Gospel According to Matthew
1.Define the tidings “gospel” and realize the indelicate capacitys in the New Testament that fit in this nature.
2.Identify the structural principles that Matthew uses to arrange the esthetic in his gospel.
3.Identify the “synoptic gospels”, the signification of the tidings, and their intention in the New Testament.
4.Why influence an attendant influence use the literal labels of BCE and CE instead of BC and AD?
5.Identify the hearers for which Matthew is writing his gospel and why this is considerable for the reader to comprehend.
6.Identify, delay a divergent in for each, three training strategies that Jesus uses in Matthew’s Gospel.
7.What is the significance of Jeremiah 31:31-34 to our intelligence of the New Covenant?
8.Define the tidings “epistle” realize its intention in the New Testament
9.Who was Tertius and why is he considerable to our intelligence of the mood lower which Paul’s Letter to the Romans was written.
10.Identify the structural principles that Paul uses to arrange the esthetic in his Letter to the Romans.
11.What was the significance of Romans 1:17 to Martin Luther?
12.Identify the three stages to Paul’s rule of soteriology (i.e. atonement)?
13.Identify indelicate defining characteristics of apocalyptic scholarship as they direct to Revelation.

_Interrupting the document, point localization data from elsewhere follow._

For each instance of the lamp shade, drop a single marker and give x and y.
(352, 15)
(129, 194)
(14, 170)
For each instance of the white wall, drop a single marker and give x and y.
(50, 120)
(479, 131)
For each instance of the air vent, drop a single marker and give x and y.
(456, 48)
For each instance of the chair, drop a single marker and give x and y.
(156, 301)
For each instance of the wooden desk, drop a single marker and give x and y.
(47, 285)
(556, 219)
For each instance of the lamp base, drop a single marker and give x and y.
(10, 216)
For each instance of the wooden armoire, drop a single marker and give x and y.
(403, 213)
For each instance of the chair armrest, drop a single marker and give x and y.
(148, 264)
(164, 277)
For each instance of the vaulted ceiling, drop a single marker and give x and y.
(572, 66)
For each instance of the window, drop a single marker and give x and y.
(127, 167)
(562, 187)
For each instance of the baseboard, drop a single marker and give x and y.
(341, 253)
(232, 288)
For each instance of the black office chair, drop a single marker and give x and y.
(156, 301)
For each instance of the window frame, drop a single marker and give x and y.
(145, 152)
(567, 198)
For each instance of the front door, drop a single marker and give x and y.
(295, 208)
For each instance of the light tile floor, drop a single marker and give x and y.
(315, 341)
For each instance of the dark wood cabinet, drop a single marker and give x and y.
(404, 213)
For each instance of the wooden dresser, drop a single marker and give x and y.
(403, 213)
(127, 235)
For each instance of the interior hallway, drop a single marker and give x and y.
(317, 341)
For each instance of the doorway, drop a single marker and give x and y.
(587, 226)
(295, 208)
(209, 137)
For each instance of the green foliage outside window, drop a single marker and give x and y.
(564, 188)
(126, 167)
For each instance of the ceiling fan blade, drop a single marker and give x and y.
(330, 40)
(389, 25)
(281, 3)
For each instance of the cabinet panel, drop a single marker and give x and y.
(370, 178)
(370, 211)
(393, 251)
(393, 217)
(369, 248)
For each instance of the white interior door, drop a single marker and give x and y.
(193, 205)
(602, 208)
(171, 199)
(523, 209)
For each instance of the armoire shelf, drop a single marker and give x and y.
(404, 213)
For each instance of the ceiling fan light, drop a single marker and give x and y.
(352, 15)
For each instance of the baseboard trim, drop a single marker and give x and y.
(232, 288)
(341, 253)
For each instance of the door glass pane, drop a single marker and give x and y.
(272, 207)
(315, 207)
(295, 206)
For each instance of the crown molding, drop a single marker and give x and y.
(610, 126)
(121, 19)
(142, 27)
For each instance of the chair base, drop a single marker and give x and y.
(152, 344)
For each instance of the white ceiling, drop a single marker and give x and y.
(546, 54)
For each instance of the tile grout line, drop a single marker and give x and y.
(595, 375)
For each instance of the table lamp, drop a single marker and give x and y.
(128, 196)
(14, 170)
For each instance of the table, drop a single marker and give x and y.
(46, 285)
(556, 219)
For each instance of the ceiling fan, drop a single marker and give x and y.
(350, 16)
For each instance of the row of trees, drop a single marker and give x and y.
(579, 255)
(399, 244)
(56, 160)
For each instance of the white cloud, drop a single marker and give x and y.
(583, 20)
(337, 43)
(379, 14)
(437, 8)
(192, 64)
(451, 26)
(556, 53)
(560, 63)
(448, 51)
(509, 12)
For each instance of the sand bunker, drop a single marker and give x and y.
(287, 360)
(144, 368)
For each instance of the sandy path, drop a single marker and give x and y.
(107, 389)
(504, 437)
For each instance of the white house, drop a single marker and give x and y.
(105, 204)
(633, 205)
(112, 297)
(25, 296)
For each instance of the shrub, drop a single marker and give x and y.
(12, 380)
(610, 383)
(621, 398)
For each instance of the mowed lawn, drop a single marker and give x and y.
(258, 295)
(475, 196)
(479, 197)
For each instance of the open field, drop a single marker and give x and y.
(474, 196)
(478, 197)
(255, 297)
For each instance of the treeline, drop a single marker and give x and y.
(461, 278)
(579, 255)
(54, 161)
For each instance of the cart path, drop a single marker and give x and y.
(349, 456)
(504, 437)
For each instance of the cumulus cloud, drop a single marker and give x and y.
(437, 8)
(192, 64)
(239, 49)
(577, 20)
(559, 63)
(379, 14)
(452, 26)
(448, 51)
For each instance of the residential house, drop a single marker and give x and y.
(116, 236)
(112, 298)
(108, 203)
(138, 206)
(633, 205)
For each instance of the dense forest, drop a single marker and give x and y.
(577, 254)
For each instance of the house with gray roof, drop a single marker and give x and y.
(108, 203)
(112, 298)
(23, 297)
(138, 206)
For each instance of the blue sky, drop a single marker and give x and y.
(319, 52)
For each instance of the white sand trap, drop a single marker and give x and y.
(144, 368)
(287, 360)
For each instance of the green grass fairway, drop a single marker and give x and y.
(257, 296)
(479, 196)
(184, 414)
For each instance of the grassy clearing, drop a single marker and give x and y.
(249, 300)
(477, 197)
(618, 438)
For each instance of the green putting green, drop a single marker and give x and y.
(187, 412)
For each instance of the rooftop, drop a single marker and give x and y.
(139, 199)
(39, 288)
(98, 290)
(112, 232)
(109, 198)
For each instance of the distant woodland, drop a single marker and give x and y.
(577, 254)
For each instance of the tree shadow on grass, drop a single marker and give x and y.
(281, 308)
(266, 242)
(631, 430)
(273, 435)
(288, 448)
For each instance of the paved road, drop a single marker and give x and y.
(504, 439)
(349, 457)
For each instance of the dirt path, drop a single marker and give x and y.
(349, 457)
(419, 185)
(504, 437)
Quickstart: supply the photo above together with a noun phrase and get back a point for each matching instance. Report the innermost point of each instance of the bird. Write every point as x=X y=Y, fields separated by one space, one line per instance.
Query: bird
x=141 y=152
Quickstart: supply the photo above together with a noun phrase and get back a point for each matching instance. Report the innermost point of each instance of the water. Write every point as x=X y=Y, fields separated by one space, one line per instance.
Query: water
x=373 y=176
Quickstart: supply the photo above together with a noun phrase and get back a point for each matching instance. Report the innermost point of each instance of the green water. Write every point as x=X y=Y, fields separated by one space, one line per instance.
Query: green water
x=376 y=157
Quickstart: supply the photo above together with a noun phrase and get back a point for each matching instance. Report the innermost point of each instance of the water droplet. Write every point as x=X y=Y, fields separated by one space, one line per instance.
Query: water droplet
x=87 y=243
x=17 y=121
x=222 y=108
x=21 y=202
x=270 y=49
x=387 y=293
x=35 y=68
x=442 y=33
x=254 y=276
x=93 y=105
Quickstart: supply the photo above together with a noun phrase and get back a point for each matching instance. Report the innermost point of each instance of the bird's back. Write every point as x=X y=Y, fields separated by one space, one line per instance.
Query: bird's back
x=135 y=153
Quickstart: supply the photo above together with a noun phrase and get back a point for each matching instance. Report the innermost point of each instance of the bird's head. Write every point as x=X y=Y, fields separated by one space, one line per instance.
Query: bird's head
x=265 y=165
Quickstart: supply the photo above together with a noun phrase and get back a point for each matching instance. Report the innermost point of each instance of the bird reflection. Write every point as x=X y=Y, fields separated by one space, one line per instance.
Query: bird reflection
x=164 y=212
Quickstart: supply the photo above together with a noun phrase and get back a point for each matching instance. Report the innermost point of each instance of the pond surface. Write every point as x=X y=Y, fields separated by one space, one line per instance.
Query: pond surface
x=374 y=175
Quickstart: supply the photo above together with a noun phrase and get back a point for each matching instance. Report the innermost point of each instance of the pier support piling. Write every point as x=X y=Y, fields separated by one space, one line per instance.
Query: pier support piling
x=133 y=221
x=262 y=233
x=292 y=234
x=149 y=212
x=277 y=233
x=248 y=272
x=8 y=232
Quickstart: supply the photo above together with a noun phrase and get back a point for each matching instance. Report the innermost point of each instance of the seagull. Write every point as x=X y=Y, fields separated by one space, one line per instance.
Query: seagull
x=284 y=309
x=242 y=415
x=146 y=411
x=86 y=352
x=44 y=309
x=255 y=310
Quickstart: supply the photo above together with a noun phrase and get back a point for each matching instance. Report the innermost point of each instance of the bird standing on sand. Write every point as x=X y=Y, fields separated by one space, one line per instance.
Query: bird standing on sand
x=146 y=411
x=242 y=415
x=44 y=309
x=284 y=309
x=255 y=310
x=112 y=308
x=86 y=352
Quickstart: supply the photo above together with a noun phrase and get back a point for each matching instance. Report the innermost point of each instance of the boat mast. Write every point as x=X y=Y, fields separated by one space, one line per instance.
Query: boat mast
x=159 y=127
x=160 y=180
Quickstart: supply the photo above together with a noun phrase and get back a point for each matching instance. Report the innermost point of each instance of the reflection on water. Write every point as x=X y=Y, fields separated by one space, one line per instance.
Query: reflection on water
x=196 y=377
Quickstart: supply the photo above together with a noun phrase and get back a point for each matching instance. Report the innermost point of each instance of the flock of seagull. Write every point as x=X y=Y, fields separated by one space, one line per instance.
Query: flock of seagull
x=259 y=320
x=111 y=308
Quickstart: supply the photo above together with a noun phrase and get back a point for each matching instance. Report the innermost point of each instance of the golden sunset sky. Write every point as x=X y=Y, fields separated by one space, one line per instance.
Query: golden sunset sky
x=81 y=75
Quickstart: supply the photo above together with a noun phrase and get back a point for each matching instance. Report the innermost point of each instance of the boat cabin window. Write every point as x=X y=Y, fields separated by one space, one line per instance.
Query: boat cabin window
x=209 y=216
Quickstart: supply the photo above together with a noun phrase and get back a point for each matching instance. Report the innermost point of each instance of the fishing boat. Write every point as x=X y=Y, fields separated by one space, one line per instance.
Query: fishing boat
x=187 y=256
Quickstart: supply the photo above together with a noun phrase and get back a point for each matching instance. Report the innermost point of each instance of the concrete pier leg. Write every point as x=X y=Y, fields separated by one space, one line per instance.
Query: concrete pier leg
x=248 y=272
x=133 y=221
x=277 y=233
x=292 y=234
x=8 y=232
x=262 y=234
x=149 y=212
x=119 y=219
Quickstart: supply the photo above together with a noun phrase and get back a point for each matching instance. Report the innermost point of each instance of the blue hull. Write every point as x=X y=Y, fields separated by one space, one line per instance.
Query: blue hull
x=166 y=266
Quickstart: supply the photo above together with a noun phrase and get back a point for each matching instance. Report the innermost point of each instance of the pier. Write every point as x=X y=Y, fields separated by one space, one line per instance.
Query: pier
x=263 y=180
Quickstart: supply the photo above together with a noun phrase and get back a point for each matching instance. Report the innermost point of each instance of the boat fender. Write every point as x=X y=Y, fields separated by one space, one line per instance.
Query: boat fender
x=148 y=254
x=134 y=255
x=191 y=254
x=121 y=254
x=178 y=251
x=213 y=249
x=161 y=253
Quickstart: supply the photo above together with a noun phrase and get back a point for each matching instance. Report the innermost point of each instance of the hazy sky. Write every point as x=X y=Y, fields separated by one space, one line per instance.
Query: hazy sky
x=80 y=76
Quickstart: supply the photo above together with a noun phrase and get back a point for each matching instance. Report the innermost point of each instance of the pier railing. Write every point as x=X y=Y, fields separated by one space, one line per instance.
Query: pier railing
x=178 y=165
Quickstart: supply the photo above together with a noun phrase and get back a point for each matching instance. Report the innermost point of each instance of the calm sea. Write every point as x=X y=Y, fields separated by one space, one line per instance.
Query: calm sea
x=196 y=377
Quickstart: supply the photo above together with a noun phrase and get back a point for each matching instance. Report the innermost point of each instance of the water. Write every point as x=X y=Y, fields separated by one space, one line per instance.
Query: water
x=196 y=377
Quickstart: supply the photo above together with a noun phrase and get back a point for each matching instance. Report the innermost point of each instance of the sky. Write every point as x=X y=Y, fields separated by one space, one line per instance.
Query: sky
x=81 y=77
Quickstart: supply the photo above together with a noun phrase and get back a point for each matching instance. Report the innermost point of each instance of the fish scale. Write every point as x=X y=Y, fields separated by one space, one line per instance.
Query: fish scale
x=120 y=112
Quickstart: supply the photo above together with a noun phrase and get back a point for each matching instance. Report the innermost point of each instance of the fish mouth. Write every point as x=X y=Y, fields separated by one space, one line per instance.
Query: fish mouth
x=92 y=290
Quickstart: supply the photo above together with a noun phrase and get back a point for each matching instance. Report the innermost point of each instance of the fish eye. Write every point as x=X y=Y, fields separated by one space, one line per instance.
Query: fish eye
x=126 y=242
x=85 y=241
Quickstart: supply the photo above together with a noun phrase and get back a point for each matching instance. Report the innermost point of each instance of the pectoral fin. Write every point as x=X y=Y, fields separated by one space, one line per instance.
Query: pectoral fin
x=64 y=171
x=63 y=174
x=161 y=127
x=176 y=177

14.Identify the blessings delay which the capacity of Revelation opens.
15. Realize the warnings delay which the capacity of Revelation concludes, and extend reasons why these may own been included.
16.Where was Patmos and what is its significance to our intelligence of the mood lower which the visions in Revelation were current?
17.Who was Domitian and why do we scarcity to comprehend about him when studying Revelation?
18.What does it moderation to overcome Revelation an eschatological capacity?
19.Identify the structural principles that John uses to arrange the esthetic in Revelation?
20.Explain some of the stylistic as well-mannered-mannered as thematic reasons that Revelation is a harmonious seal to the Bible.
21.Comment on the Romans’ perspective on the first-century Christians.